Create a Change Data Capture (CDC) connector

CDC for Astra DB incurs billed charges based on your Astra Streaming usage. For more information, see Astra Streaming pricing and CDC metering rates.

CDC for Astra DB automatically captures changes in real time, de-duplicates the changes, and then streams the clean set of changed data into Astra Streaming where it can be processed by client applications or sent to downstream systems.

Astra Streaming processes data changes through a Pulsar topic. By design, the Change Data Capture (CDC) component has a one-to-one correspondence between a table and a single Pulsar topic.

Supported data structures

CDC for Astra DB supports the following CQL data types and corresponding AVRO or logical types:

Data type AVRO type

ascii

string

bigint

long

blob

bytes

boolean

boolean

counter

long

date

int

decimal

cql_decimal

double

double

duration

cql_duration

float

float

inet

string

int

int

list

array

map

map (only string-type keys are supported)

set

array

smallint

int

text

string

time

long

timestamp

long

timeuuid

string

tinyint

int

uuid

string

varchar

string

varint

cql_varint / bytes

Apache Cassandra® static columns are supported:

  • On row-level updates, static columns are included in the message value.

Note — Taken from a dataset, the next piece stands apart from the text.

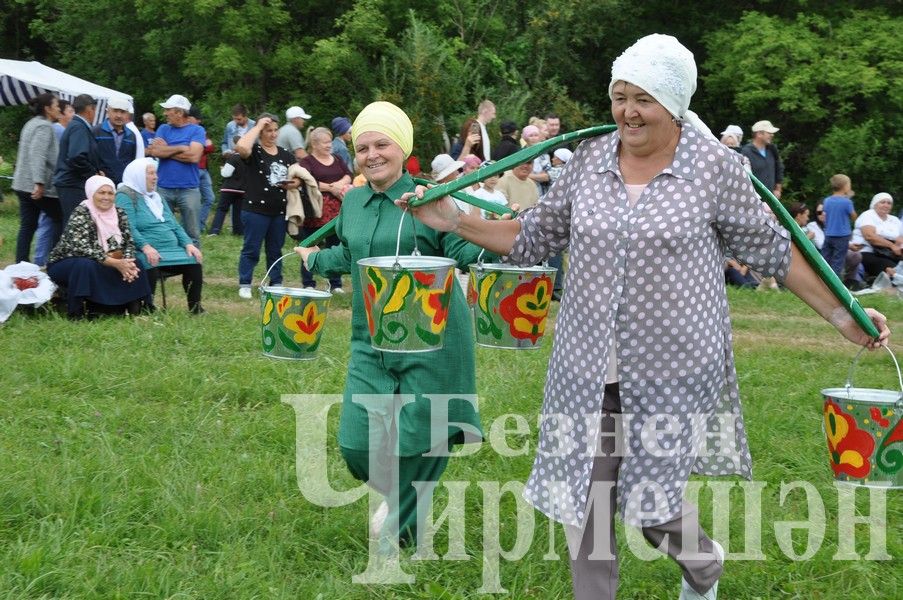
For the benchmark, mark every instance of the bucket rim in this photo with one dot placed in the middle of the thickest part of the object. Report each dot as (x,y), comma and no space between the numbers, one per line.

  • On partition-level updates, the clustering keys are null in the message key. The message value only has static columns on INSERT and UPDATE operations.

For columns using data types that are not supported, the data types are omitted from the events sent to the data topic. If a row update contains both supported and unsupported data types, the event includes only columns with supported data types.

AVRO interpretation

Keys from tables in Astra DB databases are strings, but CDC produces AVRO messages that are structures. The conversion for some AVRO structures requires additional tooling that can result in unexpected output.

The following table describes the conversion of AVRO logical types:

AVRO complex types
Name AVRO type Fields Explanation

collections

array

lists, sets

Sets and Lists are treated as AVRO type array, with the attribute items containing the schema of the array’s items.

decimal

record

BIG_INT, DECIMAL_SCALE

The Cassandra DECIMAL type is converted to a record with the cql_decimal logical type.

The record AVRO type is a schema containing the listed fields.

duration

record

CQL_DURATION_MONTHS, CQL_DURATION_DAYS, CQL_DURATION_NANOSECONDS

The Cassandra DURATION type is converted to a record with the cql_duration logical type.

The record AVRO type is a schema containing the listed fields.

maps

map

KEYS_CONVERTED_TO_STRINGS, VALUE_SCHEMA

The Cassandra MAP type is converted to the AVRO map type, but the keys are converted to strings. For complex types, the key is represented in JSON.

Limitations

CDC for Astra DB has the following limitations:

  • Does not manage table truncates.

  • Does not sync data available before starting the CDC agent.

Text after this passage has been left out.